Ken Cranston's calls to JB Hunt and Xtra Lease went well. Both companies would back Terion, based perhaps on Cranston's sweet-talking or on the quality of Terion's product -- or on the fact that between them they had purchased tens of thousands of units that would have been rendered worthless if Terion shut down. On January 22, 2002, Terion filed for Chapter 11 in U.S. Bankruptcy, Middle District of Florida. Cranston and his board put together a plan to sell some assets and cut costs further. They negotiated a partial-payment arrangement with some creditors and turned some debt into equity, erasing nearly all the $60 million that Terion owed.
A supplier of two-way-radio equipment bought Driver Datacom's hardware and assets, while Qualcomm acquired the customer list. Though it pained Cranston to help a rival, he felt it was smart to take care of his Driver Datacom customers. " Eventually, we wanted to try and sell them our other product," he explains. "We didn't want to further the black eye we had given ourselves in the industry."
Cranston says the reorganization was painful. On a typical day, he says, "the lawyers need a bunch of documentation. The investor group wants to see a five-year business plan. Our key customer is threatening to pull out, and our supplier is threatening to cut service off that day if we don't work out future payments. I'd go home and say, 'I don't know if we're going to get through this." As it turns out, Terion did get through it. On August 30, the company emerged from bankruptcy and announced it had raised an additional $11 million from new and existing investors.
Should Terion Reorganize?
Robert Hartnett, CEO of Houlihan's Restaurant Group and survivor of two Chapter 11 bankruptcies
Rating: 10 (on a scale of 1 to 10, with 10 being "absolutely yes")
"What's good about Chapter 11 is that it's an organized format to deal with all the creditors, especially in this case, because it looks like Cranston can't take care of the unsecured debt. If Terion has around $10 million in revenue and owes vendors $23 million, even if 100% of the revenue is profit, it would take him more than two years to pay it back. And most vendors usually have 30-day terms. I don't know how long it's been since Terion paid its vendors, but I get the sense that it's been a while.
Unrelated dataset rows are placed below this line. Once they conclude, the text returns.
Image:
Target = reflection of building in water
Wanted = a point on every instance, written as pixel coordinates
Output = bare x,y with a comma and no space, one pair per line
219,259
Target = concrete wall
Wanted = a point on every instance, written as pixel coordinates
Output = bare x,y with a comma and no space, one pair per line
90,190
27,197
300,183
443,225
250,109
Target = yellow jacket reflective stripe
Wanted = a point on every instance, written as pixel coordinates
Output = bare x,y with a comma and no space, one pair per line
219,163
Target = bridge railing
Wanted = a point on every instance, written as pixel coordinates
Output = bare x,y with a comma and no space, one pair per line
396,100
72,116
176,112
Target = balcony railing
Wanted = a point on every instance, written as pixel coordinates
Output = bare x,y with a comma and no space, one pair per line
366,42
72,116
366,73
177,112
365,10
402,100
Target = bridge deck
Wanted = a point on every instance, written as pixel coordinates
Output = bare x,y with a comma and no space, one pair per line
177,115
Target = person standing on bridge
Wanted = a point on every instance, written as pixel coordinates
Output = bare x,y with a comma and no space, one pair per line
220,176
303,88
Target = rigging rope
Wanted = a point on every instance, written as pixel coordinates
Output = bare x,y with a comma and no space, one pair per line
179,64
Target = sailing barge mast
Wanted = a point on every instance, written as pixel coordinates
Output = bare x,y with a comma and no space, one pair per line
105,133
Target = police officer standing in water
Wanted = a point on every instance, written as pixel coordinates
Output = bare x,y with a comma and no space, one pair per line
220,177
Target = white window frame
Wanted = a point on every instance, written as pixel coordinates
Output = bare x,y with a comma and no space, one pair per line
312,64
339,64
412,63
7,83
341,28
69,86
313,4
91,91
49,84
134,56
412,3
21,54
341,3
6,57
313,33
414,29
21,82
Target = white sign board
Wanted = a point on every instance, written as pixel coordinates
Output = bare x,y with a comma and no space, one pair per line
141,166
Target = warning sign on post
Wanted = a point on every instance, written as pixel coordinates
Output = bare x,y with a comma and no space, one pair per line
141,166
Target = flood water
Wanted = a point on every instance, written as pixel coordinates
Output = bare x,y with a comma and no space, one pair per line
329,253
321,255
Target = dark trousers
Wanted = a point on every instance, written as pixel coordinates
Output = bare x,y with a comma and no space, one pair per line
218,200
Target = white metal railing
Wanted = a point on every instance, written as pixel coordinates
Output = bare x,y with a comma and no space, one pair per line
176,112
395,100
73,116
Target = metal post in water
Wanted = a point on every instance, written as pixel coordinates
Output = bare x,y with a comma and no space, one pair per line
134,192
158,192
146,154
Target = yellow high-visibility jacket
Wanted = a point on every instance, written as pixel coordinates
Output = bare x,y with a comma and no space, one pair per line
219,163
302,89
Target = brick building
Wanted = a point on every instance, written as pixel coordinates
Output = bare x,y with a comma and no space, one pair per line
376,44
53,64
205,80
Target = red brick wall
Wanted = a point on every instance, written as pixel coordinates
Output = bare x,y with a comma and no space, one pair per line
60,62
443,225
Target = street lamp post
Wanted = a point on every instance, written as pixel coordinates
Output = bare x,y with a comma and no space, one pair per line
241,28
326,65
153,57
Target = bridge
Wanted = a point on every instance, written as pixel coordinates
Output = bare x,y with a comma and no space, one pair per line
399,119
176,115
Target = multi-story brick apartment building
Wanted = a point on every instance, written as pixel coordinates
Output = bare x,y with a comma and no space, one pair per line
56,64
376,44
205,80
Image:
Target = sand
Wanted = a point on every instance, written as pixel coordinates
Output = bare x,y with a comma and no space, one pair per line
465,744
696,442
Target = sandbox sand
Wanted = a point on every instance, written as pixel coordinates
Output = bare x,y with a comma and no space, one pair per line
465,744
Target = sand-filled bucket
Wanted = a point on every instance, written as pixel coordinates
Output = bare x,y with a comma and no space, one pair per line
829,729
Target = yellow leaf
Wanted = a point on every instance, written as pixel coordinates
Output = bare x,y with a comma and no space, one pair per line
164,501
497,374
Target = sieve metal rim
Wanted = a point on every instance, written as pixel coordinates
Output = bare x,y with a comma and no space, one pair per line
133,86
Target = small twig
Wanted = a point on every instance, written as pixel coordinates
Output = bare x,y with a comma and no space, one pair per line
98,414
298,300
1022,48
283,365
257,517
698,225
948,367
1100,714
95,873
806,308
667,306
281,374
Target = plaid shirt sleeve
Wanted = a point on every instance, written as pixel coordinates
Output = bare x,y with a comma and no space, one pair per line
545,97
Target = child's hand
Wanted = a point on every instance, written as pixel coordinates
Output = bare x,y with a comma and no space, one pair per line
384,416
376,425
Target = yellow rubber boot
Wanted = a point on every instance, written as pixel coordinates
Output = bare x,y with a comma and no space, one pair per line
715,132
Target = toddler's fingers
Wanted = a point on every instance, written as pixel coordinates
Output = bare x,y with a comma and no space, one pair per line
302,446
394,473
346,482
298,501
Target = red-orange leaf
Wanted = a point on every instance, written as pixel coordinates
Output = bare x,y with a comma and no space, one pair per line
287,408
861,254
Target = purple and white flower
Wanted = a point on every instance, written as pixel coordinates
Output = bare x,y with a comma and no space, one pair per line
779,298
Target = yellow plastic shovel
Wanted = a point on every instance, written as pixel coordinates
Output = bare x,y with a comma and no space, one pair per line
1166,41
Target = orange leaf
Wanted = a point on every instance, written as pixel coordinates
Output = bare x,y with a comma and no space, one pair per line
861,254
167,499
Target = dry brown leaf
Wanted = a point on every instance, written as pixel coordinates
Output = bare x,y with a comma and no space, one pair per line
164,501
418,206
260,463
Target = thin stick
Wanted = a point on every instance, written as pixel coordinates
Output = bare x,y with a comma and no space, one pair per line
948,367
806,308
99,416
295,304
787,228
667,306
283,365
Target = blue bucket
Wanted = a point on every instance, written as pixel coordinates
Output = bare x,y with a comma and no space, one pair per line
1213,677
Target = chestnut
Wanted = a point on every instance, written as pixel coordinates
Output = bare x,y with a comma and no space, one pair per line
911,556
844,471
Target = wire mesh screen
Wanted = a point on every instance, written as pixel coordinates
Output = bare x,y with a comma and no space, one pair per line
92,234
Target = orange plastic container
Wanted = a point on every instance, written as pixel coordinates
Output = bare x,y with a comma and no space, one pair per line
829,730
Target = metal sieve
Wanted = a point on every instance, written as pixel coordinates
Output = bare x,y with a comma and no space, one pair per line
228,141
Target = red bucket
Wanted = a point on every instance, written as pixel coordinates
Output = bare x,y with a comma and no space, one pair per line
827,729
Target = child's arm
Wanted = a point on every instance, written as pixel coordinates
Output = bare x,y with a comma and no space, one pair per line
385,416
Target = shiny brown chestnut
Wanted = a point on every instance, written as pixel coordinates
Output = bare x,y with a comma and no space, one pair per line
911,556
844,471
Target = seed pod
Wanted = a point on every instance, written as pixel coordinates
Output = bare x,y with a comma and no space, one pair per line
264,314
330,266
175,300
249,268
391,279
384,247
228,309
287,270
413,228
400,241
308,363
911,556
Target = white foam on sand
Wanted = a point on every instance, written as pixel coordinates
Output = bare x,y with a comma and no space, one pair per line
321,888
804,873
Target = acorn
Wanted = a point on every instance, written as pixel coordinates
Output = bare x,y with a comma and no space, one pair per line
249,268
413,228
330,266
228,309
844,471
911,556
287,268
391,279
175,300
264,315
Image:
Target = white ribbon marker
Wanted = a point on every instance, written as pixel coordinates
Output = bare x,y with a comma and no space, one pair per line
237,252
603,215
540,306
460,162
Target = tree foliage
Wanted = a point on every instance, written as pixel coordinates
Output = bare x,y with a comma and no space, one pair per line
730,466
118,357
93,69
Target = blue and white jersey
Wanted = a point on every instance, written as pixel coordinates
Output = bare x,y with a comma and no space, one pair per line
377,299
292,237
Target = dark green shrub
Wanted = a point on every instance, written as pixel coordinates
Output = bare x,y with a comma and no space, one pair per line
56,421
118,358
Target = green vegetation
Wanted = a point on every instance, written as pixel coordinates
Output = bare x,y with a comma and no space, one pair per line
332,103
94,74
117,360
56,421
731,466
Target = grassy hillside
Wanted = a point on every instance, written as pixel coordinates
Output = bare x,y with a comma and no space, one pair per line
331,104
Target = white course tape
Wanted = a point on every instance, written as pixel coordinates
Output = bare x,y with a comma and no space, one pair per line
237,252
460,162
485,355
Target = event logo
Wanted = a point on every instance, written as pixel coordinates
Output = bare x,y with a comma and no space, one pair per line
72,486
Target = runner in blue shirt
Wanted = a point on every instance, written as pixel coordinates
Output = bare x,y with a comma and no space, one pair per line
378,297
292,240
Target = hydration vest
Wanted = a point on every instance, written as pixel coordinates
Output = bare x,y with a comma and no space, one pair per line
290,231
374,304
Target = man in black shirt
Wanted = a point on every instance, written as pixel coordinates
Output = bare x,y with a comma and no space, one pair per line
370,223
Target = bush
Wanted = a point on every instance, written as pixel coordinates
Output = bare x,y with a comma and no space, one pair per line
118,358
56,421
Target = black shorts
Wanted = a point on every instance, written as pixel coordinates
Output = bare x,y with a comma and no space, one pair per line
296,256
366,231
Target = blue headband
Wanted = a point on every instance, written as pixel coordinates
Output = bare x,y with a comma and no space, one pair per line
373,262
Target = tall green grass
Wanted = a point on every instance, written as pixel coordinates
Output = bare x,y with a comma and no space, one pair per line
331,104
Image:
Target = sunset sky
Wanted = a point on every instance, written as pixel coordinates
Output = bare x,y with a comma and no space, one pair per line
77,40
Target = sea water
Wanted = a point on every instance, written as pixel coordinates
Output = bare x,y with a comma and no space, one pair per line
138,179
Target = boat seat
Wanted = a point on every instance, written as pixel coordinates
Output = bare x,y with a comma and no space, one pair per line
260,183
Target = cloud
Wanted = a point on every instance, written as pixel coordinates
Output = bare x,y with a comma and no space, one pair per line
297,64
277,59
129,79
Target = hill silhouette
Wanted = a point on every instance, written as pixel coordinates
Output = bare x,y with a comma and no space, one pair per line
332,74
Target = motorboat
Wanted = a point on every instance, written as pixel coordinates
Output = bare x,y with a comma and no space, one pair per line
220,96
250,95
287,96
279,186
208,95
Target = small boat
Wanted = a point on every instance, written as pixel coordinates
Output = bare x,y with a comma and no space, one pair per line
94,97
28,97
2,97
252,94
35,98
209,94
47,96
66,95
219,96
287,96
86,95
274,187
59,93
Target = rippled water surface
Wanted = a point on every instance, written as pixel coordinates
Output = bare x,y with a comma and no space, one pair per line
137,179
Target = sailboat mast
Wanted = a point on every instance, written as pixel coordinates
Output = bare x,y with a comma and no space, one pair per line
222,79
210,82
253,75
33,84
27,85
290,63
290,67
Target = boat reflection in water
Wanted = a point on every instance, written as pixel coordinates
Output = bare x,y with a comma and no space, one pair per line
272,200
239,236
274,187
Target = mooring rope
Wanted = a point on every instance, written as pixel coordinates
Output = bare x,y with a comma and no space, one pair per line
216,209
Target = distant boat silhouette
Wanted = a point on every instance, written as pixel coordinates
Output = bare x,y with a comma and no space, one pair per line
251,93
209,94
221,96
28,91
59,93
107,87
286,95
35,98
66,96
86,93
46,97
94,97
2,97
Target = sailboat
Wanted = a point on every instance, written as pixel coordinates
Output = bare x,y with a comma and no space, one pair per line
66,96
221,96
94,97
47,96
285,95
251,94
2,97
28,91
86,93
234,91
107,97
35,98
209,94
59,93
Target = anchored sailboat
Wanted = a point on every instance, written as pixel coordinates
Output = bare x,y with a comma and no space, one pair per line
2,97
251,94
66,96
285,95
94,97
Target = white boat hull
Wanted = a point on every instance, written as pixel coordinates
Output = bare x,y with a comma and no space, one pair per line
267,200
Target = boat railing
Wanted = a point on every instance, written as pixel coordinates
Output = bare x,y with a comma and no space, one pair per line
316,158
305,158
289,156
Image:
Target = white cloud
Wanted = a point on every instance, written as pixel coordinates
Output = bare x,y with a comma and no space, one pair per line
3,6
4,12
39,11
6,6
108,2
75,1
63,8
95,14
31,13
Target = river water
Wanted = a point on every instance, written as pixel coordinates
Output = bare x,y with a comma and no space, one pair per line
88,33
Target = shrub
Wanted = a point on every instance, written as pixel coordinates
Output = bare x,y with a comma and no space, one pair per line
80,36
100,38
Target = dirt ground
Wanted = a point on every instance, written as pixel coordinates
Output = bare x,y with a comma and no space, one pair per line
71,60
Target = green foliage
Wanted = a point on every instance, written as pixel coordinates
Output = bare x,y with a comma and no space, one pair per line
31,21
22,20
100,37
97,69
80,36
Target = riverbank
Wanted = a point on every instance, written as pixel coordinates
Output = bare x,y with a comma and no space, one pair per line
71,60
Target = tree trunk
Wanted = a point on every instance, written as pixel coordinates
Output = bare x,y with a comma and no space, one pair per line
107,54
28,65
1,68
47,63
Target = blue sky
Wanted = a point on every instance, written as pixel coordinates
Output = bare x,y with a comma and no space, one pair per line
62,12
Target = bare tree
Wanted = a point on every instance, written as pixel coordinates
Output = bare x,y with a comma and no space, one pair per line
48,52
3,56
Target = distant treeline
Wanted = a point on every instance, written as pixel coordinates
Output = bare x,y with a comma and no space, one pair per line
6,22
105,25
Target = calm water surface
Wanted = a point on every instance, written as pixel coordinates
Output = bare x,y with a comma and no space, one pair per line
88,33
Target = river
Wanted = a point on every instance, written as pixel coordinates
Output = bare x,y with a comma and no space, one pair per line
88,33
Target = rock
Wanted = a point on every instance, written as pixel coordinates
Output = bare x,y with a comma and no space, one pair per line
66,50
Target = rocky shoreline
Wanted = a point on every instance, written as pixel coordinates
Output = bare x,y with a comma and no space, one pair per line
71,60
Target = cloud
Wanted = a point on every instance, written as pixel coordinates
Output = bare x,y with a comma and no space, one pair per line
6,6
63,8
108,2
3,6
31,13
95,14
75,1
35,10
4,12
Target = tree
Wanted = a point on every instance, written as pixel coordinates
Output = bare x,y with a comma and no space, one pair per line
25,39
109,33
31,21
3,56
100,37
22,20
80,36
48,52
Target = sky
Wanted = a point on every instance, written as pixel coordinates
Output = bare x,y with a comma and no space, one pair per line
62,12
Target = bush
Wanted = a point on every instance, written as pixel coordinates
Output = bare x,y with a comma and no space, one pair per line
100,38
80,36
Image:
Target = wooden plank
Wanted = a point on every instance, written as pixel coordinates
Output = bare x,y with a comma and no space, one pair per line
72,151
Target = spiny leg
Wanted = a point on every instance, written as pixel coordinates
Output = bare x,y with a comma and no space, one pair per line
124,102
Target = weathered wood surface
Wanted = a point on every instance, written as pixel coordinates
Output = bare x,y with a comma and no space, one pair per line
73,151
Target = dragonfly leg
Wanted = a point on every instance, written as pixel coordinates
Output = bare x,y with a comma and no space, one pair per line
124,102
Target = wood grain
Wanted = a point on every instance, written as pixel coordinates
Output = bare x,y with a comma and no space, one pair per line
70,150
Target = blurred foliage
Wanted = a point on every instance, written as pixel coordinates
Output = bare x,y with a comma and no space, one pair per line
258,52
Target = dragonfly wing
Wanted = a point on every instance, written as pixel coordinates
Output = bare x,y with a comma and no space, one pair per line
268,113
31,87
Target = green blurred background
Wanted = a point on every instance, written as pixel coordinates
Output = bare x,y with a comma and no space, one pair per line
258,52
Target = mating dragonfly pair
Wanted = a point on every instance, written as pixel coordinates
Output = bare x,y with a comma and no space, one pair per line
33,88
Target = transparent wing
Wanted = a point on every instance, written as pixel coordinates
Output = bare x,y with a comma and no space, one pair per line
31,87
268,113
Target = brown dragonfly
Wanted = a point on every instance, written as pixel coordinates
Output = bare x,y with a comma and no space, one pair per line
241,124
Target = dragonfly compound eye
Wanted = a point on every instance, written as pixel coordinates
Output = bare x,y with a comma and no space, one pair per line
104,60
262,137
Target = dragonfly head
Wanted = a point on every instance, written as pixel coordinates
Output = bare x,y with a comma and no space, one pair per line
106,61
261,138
If that's the case, a few creditors can get together and force Terion to file for bankruptcy involuntarily. If that happens, the company wouldn't have an opportunity to get together with its vendors, investors, and employees and devise a plan. Cranston would suddenly find himself in a world where he has no control over his business. I think he should file as soon as he can effectively plan for a filing."
John Beiter, former bankruptcy lawyer and founding partner of Resolution Partners, where he invests in distressed companies
"Generally speaking, I'm a big proponent of filing for bankruptcy. Nobody likes having to file for bankruptcy. However, more than anywhere else in the world, in the United States, Chapter 11 provides a more efficient and transparent process for businesses to reorganize, refocus, and eliminate unprofitable divisions. It gives them a second chance, and it can actually be a very healthy process. In this case, it appears as though Terion wasn't generating sufficient revenue. It needed additional capital, and Cranston had already exhausted all his other potential resources. Perhaps he should have sold Driver Datacom earlier if it wasn't performing, but that's easy to say in retrospect. Given the situation, I'd say Terion is definitely a good candidate for Chapter 11."
Kenneth N. Klee, law professor at the University of California in Los Angeles who specializes in bankruptcy law
"It sounds like Terion has a viable product line, so it makes more sense to file for Chapter 11 than to sell the assets off. Often companies wait too long to file for Chapter 11, because most managers see it as a failure. If Terion continues to cut back on research and development and lay off employees, it will be only so long before morale dips extremely low. Cranston has two big questions to ask himself: After operating costs, is there anything left? And if he files for Chapter 11, can he get debtor-possession financing (lending on a super-priority basis)? In many cases, it's actually easier to get financing in a Chapter 11. I'd recommend that he call a meeting with suppliers, customers, and investors and propose a prepackaged reorganization plan."